フォーラム随想歩き食べ

2019年09月17日グローバルネット2019年9月号

日本エッセイスト・クラブ常務理事
森脇 逸男(もりわき いつお)

わが家の近くに1年前ごろ、「ハットグ」の店ができた。ハットグは、テレビでも取り上げられたことがあるようで、つまり韓国式ホットドッグのことだという説明はあるいは余計かもしれない。

その店は、開店してしばらくはなかなかの人気だった。三差路の角の、ほんの10平方メートルも無い、屋台に毛が生えたくらいの広さの店で、目の前でハットグを作ってくれる。

それに好みのソースなどをかけて食べる仕組みで、それが安くて美味しい、中のチーズが伸びるのが面白いなど、SNSなどで紹介されると人気に火がつき、店の前の歩道には、一日中文字通り人の山ができ、小生が地下鉄の駅に行くたびに、隙間を通り抜けるのに苦労した。

ただし、店にはハットグを作る厨房とそれを売る販売台の他は、何も無い。普通、飲食店には不可欠のテーブルや椅子など飲食スペースがまったく無い。皆さん行列を作って購入すると、そのまま路上でかぶりついたり、歩きながら賞味したりで、食べ終わると紙製の容器をその辺にポイ捨て。

 

いや、困ったなあと思っていたら、そのうちに店の前にごみ入れができて、「食べた後の容器はこの中に入れてください」という掲示の紙が貼られたりもした。
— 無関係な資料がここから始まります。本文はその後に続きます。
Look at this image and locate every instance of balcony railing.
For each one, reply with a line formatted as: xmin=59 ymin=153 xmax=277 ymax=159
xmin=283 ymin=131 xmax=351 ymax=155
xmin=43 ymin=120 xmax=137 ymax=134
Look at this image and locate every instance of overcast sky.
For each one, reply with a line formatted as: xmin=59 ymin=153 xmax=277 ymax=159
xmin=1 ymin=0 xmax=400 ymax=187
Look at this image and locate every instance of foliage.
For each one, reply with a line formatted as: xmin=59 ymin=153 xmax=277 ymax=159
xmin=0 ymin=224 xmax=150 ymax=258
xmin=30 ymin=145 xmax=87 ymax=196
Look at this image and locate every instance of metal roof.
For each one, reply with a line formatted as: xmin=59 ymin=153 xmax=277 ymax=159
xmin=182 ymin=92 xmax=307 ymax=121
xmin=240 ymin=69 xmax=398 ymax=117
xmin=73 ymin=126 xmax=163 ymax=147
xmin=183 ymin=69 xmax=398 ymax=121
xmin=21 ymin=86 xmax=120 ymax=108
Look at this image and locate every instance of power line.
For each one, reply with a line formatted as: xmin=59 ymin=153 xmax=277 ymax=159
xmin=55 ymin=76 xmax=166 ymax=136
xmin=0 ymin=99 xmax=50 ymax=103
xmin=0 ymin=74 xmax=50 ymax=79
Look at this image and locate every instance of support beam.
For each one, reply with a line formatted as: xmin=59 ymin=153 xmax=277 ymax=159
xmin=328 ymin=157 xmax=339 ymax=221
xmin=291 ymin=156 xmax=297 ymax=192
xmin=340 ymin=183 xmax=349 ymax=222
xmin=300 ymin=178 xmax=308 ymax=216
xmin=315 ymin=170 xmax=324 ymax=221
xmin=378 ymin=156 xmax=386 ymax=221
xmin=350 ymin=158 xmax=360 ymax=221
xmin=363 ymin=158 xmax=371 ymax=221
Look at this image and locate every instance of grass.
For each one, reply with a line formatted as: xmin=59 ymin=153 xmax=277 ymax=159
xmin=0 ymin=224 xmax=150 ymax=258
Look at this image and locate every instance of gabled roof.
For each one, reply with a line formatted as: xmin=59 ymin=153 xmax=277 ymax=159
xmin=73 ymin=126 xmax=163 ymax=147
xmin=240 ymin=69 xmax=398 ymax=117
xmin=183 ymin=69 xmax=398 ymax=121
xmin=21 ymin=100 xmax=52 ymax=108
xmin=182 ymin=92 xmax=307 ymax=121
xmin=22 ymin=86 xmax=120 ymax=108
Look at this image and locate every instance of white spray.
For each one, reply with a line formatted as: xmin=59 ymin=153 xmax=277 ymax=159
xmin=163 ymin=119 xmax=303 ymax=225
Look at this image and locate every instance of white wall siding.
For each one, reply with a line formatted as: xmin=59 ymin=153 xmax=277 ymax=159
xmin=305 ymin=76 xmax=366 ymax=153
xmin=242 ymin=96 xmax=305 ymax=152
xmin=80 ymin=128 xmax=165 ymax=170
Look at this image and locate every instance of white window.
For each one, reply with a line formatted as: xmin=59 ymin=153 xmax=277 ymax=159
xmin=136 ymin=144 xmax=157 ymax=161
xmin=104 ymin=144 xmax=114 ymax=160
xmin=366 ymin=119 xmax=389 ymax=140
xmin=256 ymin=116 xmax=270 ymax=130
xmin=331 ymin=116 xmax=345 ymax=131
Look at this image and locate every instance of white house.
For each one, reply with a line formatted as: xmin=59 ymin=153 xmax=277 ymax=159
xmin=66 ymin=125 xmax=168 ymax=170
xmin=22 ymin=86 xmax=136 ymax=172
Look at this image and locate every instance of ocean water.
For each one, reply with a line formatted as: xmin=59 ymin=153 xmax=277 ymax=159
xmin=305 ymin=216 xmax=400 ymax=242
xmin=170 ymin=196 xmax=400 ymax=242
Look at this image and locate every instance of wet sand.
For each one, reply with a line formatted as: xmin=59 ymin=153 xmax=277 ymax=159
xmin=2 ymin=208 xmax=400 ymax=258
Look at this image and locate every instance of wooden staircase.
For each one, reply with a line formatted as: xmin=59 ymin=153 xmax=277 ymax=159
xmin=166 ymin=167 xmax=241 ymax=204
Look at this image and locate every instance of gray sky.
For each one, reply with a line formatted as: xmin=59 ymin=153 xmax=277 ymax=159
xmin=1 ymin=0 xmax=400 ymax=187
多分、客以外の通行人から苦情が出たためだろうと思うが、小生としては、もう何年か前に亡くなった友人の言葉をこの情景で思い出す。

曰く、「戦後日本に占領軍が持ち込んだ悪習はいろいろあるが、中でも問題は歩きながらものを食べることだ」。

小生は、この彼より二つ三つ若くて、子どものころは、歩きながら食べるものなど、売ってもおらず、無かった時代だ。したがって、戦前の日本に歩きながらものを食べる風習がなかったというのは、恐らくそうだろうとは思うが、しかし、それが戦前ずっとそうだったのか、あるいはもっと以前は、歩き食べなど珍しくも何ともなかったのかなどは、聞かれてもよくわからない。

ということで原稿を元に戻すと、わがハットグ屋さん、やはり流行の波があるのだろう。最近はあまり店頭の人山は見かけなくなった。

「あ、美味しいものがある」と飛んで来るハトも数羽いて、皆さんが路上にこぼした食べかすを、懸命につついている。と、店員の女性が「そら、邪魔邪魔」と追い出しにかかる。店の中ではなく、路上の「獲物」が狙いのハトは、そこから飛び去ることは残念だったに違いないし、彼らを脅す人間に若干の怨念を抱いたかもしれない。

まあ、路上を汚す食べ残しを整理してくれるハトには、もっと親切であってほしいものだ。

 

さてところで、言いたかったのは、「歩き食べ」だ。わが家までわざわざ大事に持って帰るような代物ではなく、店には飲食スペースがない。だとすると、どうしても店の近くで立ち止まって食べるか、次の目的地まで歩きならが食べることになる。

この「ながら歩き」も、歩き食べばかりか、困ったことがいろいろとある。

よく見かけるのは、「ながらスマホ」。スマホを見ながら歩く若い人たちだろう。寸暇を惜しんで勉強ということなら立派だが、画面をちょっと拝見してみると、ゲームや漫画、写真などがほとんどで、皆さん単なる暇つぶしのようだ。

まあ、それで困るのは、画面を見るのに気を取られて、前から来る人に気が付かないことだ。したがって、前から来る人も同様にスマホに熱中していると、これも気が付かず、両者正面衝突ということになる。

ことに最近は他人のことに気を遣う人が減っているようで、前から来る人のことなどお構い無しに、「わが道を行く」人が増えているようだ。

友人が生きていたら、何と言って嘆くだろうか。